If you have any, where did you get it? I'm talkn rocks that are atleast the size of your hand.


----------



## Reefing Madness (Jun 26, 2011)

I live in AZ. I just walk out to the nearest dry river bed and get as many as I want.


----------



## jeaninel (Aug 24, 2007)

My local landscape supply is where I got my large river rocks.
_Posted via Mobile Device_


----------



## LadyKeiva (Nov 17, 2012)

I actually ran into the same problem. I didn't have a good super local places to buy any. I ended up buying a box of 25 3in - 4in in diameter smooth flat rock river rocks off of Etsy.

They were listed as all natural right from a nearby creek. It was also noted that they were not cleaned with any chemicals. 

Was something like $8.95, plus $13.95 shipping, bit on the pricey side but it ended up being the most convenient for me. Just make sure to scrub them well and all that. If I can remember correctly I had also seen some stuff on EBay. 

I've you're interested PM me and I'll give you a link to the Etsy shop I found mine on. They had all sorts of sizes, shapes, etc.. =)

Jessica


----------



## FishyFishy89 (Jul 3, 2011)

Yeah, a bit pricey. I was thinkn about checking my local HD and just give them a good super hot soaking. I'm using these to make 1 or 2 hidy spots for my kuhlis. I'll probably be siliconing them together leaving just enough space in several spots for a loach to wiggle into.


----------



## LadyKeiva (Nov 17, 2012)

None of my HomeDepots or Lowes carried what I was looking for. Only had huge bags of smooth round rocks about 2in or less in diameter. After about 3 weeks of trying to find a place that I didn't have to drive 40+ mins to get to I gave up. =) Hope you have better luck than I did!


----------



## jentralala (Oct 5, 2012)

A bit off topic but if you're looking to make kuhli loach hiding places, why not add oak leaves? In their natural habitat kuhli live in the leaf litter. I have oak leaves in my tank and all 8 of them hang out in the leaves, they love it.
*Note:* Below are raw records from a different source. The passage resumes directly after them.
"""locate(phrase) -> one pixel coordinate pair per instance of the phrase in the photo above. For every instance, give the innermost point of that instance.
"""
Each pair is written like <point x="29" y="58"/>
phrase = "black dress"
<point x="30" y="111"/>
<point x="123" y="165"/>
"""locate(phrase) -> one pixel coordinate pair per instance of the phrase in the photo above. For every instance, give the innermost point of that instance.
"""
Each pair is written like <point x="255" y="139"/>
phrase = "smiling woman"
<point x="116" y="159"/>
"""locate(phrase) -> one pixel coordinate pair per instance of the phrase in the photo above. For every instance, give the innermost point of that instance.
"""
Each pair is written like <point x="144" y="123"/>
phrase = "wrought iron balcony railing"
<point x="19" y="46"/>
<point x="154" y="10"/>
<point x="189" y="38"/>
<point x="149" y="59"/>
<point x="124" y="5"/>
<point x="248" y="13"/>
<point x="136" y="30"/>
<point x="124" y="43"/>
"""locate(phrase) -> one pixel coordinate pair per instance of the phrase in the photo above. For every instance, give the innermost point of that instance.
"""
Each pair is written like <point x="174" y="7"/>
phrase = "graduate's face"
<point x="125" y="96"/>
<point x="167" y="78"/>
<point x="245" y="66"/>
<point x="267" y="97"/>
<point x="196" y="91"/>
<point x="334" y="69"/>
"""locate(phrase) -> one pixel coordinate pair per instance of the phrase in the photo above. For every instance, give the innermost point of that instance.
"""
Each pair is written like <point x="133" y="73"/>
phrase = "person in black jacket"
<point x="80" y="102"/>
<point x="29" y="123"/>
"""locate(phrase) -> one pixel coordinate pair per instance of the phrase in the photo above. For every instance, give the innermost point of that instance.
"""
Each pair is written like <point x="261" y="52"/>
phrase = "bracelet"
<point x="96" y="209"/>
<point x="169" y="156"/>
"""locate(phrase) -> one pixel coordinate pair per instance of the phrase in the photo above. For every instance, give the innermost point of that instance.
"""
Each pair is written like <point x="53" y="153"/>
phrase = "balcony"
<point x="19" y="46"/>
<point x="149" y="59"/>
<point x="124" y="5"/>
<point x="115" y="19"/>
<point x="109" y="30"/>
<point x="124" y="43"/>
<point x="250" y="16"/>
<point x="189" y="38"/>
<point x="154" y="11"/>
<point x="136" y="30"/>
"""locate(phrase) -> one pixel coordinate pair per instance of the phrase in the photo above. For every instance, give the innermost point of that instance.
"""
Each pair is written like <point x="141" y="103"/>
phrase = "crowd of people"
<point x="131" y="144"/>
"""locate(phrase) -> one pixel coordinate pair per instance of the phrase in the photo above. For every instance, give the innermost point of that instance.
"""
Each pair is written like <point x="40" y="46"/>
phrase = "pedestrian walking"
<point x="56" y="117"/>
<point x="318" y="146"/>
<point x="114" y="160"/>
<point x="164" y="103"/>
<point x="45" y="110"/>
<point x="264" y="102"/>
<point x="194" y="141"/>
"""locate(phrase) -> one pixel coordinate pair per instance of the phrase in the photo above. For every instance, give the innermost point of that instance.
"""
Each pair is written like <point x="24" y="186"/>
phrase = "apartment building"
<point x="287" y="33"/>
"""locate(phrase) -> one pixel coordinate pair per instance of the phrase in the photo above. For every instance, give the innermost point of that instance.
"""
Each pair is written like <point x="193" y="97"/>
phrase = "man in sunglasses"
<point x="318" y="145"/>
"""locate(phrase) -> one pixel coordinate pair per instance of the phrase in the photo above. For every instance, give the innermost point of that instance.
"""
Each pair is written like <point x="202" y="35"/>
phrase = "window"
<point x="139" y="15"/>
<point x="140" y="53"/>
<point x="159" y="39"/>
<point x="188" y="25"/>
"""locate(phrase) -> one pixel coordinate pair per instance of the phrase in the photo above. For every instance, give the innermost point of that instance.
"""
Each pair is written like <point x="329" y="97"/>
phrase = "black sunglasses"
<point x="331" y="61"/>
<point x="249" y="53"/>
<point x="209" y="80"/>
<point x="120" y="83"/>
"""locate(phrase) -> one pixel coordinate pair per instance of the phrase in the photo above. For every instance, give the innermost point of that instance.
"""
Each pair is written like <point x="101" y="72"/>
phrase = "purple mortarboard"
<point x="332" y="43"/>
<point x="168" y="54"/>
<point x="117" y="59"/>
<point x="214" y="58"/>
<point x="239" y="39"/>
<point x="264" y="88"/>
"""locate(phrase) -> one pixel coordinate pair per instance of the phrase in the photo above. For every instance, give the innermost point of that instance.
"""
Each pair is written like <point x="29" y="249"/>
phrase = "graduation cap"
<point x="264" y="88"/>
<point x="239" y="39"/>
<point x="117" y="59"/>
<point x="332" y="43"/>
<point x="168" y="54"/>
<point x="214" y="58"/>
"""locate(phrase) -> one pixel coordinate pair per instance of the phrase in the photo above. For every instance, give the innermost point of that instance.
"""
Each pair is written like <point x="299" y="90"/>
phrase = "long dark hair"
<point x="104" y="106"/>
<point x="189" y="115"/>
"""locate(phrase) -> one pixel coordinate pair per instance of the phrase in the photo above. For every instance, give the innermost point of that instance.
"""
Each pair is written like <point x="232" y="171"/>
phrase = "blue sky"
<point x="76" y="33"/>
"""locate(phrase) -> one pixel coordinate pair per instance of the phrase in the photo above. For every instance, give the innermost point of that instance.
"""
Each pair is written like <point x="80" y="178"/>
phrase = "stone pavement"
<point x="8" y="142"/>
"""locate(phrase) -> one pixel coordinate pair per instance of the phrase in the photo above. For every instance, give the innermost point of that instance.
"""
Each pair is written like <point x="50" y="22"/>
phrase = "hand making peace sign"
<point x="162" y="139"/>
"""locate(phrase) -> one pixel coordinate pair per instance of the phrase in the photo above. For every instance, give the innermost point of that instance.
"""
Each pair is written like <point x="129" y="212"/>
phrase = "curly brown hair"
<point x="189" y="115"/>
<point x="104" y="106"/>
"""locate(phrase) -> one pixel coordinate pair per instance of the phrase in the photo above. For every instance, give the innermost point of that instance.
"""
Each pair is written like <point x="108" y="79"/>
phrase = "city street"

It's only about a handful or two of leaves.


----------



## FishyFishy89 (Jul 3, 2011)

not sure where I could get good oak leaves.
every blade of grass here is tainted with pesticides and dog leavings. And even if I find any. How would you weight them down?


----------



## jentralala (Oct 5, 2012)

I could mail you some if you're interested? My yard is full of oak trees, and it's the same leaves I've used in my tank with no problems. Or they can be bought online pretty cheaply.
I boil mine for about 20 minutes in treated tap water and then put them in a bag with tank water overnight. They absorb the water and then sink all on their own


----------



## FishyFishy89 (Jul 3, 2011)

How much would it be to ship?


----------



## jentralala (Oct 5, 2012)

How many leaves would you like? I could just mail them in an envelope or two, no charge


----------



## FishyFishy89 (Jul 3, 2011)

I found out maple leaves can be dried and used in aquariums. My parents have a clean maple tree(actually 3). So I took a coupla hand fulls off the tree and I'm currently drying them out.


----------



## jentralala (Oct 5, 2012)

Cool! Let me know how it goes, I have a few maple and had no idea they could be used


----------